Sabayon is a Gentoo-based, GNU/Linux distribution. The latest version, Sabayon 5, was released on October 2, 2009. The GNOME edition was just reviewed here. One thing I pointed out in that review is that the NTP (Network Time Protocol) package is not installed by default. This post provides a step by step guide on how to install and setup NTP on Sabayon 5.
NTP is the protocol that allows a networked device to sync it’s clock with that of NTP servers on the Internet. It allows your computer’s clock to be accurate, atomic-clock accurate.
Step one is to launch Sulfur, Sabayon’s graphical package manager, from the menu (System > Administration > Sulfur) or by double-clicking Sulfur’s icon on the desktop. Make sure that the “Available” tab is selected, and type in “ntp” into the search box. From the search results, right-click on the NTP package and select “Install”. Then click on the Installation tab to see the packages that are going to be installed.

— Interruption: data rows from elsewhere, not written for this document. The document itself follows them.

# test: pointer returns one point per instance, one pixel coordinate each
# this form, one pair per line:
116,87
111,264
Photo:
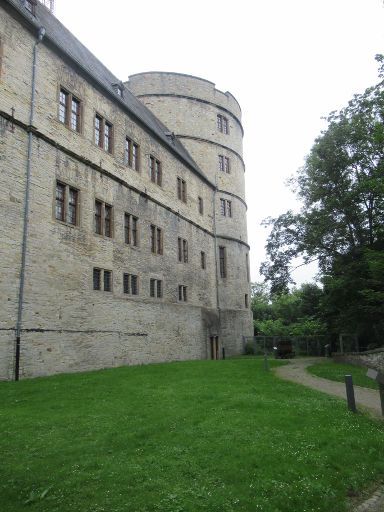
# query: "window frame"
182,250
181,186
222,124
104,139
131,230
223,261
155,170
156,289
226,208
104,280
130,284
66,204
132,154
182,295
67,110
156,239
105,220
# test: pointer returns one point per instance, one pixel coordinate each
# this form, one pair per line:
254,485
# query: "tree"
341,223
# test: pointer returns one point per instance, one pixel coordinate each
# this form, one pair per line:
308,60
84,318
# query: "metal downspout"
41,34
216,263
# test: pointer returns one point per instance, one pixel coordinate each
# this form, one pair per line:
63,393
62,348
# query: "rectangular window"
69,110
107,281
103,219
222,124
130,284
98,212
155,170
203,260
182,293
223,261
97,279
226,208
107,220
130,229
156,288
182,250
156,240
131,157
201,205
60,201
30,5
66,203
181,190
103,133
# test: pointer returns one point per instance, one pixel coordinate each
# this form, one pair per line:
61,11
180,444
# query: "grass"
336,371
213,436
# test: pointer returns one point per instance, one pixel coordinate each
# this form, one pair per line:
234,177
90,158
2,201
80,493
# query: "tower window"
223,261
222,124
226,208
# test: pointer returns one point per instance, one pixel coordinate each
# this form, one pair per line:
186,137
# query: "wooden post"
350,393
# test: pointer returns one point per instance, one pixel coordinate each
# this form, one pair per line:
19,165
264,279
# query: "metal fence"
301,345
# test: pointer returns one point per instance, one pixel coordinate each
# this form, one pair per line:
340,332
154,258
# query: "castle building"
123,237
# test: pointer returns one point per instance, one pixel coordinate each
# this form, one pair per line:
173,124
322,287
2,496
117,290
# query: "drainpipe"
216,262
40,36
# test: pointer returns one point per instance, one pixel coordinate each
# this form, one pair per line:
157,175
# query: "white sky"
288,63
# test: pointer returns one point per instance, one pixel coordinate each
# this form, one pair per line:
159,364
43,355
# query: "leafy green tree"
341,223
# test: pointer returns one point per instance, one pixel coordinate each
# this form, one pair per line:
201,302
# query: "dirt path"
295,371
367,399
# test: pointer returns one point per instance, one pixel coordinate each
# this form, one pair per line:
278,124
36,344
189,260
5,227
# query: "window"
107,281
182,250
131,155
69,110
103,219
203,260
130,284
224,164
103,134
226,207
156,240
131,229
67,204
201,205
102,277
182,293
156,288
31,6
222,124
223,261
181,190
155,170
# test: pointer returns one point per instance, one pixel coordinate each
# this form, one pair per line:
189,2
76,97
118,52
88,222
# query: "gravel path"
367,399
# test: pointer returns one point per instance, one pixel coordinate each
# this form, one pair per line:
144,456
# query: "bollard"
350,393
381,391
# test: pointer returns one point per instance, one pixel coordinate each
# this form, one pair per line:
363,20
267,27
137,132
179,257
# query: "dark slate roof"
69,45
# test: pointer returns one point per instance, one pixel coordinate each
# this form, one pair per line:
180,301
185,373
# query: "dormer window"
119,89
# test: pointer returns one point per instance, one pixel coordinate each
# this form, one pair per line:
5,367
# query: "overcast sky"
288,63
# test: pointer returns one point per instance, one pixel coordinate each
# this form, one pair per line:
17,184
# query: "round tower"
208,123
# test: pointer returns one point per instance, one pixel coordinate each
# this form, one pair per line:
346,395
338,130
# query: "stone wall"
371,359
67,325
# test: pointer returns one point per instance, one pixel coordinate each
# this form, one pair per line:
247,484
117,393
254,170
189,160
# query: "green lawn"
211,436
337,371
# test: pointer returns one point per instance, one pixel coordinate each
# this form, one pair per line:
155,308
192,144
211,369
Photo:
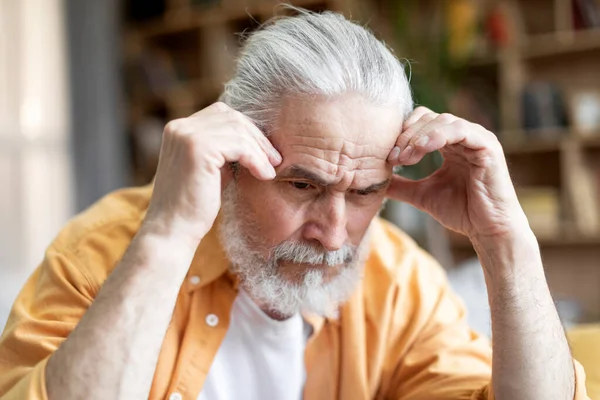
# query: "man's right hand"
193,168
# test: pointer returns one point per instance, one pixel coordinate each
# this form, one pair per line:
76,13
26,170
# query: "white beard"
260,277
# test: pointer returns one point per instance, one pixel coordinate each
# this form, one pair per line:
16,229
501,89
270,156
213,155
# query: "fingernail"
394,153
407,152
276,155
422,141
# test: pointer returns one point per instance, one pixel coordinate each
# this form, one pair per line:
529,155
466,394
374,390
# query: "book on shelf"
586,14
582,192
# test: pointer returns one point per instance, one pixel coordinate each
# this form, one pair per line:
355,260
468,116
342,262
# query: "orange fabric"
403,334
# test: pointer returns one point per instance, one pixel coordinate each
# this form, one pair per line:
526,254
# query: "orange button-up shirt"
402,335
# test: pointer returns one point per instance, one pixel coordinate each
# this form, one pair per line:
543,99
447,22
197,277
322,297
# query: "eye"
301,185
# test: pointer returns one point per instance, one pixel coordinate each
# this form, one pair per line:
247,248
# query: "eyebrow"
296,171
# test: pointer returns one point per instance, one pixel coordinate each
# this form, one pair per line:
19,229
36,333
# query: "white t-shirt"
260,358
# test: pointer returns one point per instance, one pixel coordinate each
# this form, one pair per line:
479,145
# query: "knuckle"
174,127
447,117
220,107
461,124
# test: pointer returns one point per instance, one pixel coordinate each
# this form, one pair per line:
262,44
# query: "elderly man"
256,266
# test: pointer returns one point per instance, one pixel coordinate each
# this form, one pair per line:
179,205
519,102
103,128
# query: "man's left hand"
472,192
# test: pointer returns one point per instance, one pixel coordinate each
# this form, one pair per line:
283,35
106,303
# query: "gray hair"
313,54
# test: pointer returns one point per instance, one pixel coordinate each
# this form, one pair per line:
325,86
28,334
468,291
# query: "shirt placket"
208,322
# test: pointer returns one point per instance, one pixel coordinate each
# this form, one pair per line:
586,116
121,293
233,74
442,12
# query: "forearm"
113,351
531,358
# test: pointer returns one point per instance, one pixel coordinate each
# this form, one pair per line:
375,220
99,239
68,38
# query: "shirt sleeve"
439,355
46,310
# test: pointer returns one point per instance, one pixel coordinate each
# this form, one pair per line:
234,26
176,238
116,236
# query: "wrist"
512,253
172,233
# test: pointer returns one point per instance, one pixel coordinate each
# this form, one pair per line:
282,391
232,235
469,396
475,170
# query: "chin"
298,274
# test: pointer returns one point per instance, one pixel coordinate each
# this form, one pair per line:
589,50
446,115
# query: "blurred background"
86,87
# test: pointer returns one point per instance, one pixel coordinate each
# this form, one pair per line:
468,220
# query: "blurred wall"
35,161
98,140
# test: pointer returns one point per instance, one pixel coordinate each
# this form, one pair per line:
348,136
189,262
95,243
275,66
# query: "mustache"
304,253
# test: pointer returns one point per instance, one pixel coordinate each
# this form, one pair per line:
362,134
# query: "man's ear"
235,169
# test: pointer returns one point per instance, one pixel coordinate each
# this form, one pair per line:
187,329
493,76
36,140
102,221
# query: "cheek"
360,217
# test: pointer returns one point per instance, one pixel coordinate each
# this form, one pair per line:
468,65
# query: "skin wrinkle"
334,142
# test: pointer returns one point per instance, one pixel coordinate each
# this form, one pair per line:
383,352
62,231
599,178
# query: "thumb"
408,191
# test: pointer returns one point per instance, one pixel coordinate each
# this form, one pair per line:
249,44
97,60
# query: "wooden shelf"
555,143
189,18
558,43
462,242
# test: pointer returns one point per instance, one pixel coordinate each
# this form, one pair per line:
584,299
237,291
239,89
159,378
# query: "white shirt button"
194,280
175,396
212,320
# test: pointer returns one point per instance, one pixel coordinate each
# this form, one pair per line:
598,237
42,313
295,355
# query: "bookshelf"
558,164
177,61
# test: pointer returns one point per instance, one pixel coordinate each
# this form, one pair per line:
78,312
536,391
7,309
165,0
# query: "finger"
244,150
274,156
224,113
254,159
415,116
404,138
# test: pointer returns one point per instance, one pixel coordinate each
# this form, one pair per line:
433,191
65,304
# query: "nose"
328,222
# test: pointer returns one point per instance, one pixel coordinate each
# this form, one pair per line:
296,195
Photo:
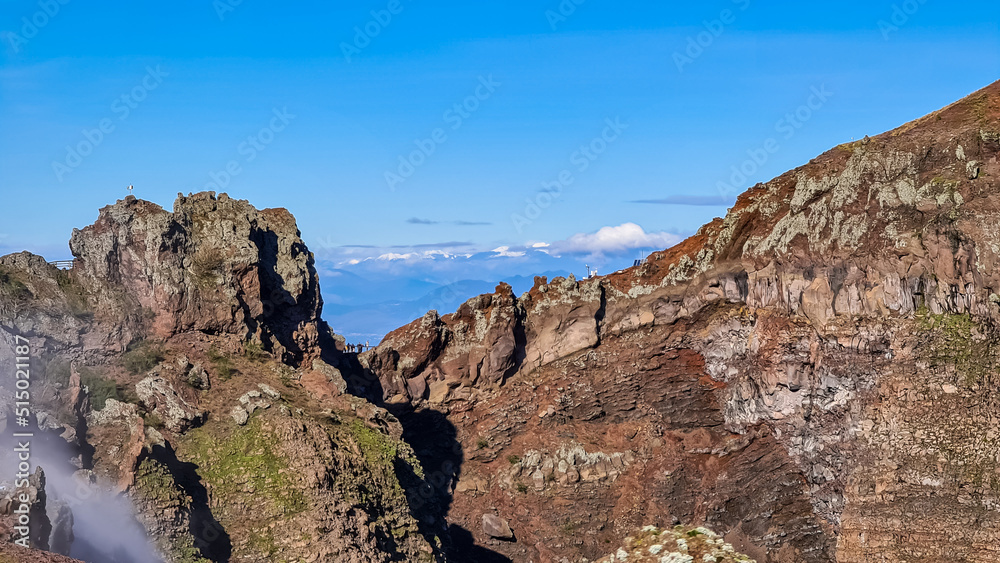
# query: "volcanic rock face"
167,323
811,376
215,265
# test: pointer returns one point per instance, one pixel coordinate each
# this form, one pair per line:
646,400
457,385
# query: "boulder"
496,527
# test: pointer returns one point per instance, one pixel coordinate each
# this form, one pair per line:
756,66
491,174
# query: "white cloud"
506,252
391,256
624,237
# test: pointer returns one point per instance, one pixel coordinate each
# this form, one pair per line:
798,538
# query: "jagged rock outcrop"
167,323
214,264
679,545
812,375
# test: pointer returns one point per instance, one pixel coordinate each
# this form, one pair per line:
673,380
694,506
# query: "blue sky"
499,97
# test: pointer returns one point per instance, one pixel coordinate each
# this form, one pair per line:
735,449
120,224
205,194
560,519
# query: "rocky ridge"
811,375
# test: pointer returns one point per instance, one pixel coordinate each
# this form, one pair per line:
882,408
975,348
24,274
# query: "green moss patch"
244,463
960,341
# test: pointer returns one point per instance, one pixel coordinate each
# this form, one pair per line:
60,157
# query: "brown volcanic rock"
215,265
811,376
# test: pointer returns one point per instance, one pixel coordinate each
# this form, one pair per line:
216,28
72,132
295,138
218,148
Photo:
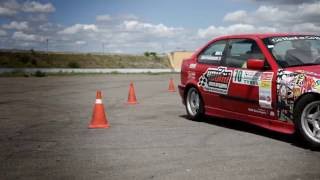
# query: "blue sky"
185,13
136,26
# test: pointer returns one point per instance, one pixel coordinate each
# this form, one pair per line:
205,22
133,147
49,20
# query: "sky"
137,26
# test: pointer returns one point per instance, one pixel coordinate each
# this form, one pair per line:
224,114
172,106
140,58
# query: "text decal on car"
216,80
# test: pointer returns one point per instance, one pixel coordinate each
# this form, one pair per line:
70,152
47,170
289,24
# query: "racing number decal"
246,77
216,80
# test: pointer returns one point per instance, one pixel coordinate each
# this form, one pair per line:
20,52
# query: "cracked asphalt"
44,135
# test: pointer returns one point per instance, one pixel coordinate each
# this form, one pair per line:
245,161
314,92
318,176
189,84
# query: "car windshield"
295,50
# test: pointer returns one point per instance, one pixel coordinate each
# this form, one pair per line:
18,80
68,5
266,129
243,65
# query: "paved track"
44,135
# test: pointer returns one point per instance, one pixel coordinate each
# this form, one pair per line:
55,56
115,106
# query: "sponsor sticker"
259,111
213,58
192,66
216,80
246,77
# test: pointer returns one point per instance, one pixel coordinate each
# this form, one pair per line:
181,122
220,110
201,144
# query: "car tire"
307,119
194,104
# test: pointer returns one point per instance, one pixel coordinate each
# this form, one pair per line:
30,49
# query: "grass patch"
32,59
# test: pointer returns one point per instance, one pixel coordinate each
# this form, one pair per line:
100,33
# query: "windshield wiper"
305,64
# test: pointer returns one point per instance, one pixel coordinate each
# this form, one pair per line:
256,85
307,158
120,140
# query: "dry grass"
55,60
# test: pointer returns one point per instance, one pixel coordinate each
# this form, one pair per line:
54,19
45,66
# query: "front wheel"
307,118
194,104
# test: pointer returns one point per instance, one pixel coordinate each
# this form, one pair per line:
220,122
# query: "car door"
208,61
250,91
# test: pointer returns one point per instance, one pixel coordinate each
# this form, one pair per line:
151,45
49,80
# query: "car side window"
240,50
213,54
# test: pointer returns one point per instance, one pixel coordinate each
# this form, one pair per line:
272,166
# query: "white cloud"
17,25
105,17
36,7
213,31
81,42
159,29
79,28
27,37
3,33
6,11
236,16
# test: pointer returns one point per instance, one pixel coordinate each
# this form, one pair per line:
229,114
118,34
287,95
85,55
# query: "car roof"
262,35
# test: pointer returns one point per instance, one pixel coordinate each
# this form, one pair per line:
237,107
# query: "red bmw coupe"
270,80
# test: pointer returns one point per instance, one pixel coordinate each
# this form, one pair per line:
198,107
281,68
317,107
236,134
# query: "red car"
270,80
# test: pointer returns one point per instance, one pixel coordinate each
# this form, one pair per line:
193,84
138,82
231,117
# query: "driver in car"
300,54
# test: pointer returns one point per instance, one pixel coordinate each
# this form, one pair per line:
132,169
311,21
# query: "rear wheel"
194,104
307,118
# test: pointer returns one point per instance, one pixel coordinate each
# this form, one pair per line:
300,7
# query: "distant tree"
147,54
154,54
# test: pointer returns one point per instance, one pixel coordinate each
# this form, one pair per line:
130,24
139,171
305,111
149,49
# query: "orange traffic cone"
132,96
99,119
171,86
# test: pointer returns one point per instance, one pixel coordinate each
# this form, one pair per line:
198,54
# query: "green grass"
34,59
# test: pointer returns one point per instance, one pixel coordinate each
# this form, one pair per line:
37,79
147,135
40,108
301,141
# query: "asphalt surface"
44,135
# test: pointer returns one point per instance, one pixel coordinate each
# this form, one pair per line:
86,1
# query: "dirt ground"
44,135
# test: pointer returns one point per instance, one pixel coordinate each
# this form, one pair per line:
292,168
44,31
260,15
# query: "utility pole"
103,48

The Installation tab shows that two packages will be installed. Click on the Commit Actions button to start installation.
When the installation is completed, you will find two scripts related to NTP under the /etc/init.d directory. These are the ntp-client and ntpd scripts. ntpd is used to maintain time on a running system. It is automatically started after installation. ntp-client is used to set time at boot. Unlike ntpd, you’ll have to manually start it. To do that, launch a shell terminal (Applications > Accessories > Terminal), su to root, and type
/etc/init.d/ntp-client start as shown in the screenshot below.
With that out of the way, now we are ready to set up the system to use NTP. Launch the Time and Date utility from the menu (System > Administration > Time and Date). Click on the Unlock button to gain the rights needed to change the system’s time.
Time and Date utility
With the Time and Date utility unlocked, you’ll notice that by default, the system sets its time manually. Click on the Configuration dropdown and select “Keep synchronized with Internet servers”. Make sure that your timezone is correctly selected.
With NTP selected as the mode for setting time, the next screen presented allows you to select NTP servers to use. By default, four NTP servers are pre-selected, so you do not really need to do anything here.
The NTP servers pre-selected by the system. You may chose to de-select those and choose the NTP servers that you prefer to use.
That is all it takes to install and set up a Sabayon system to use NTP to set system clock.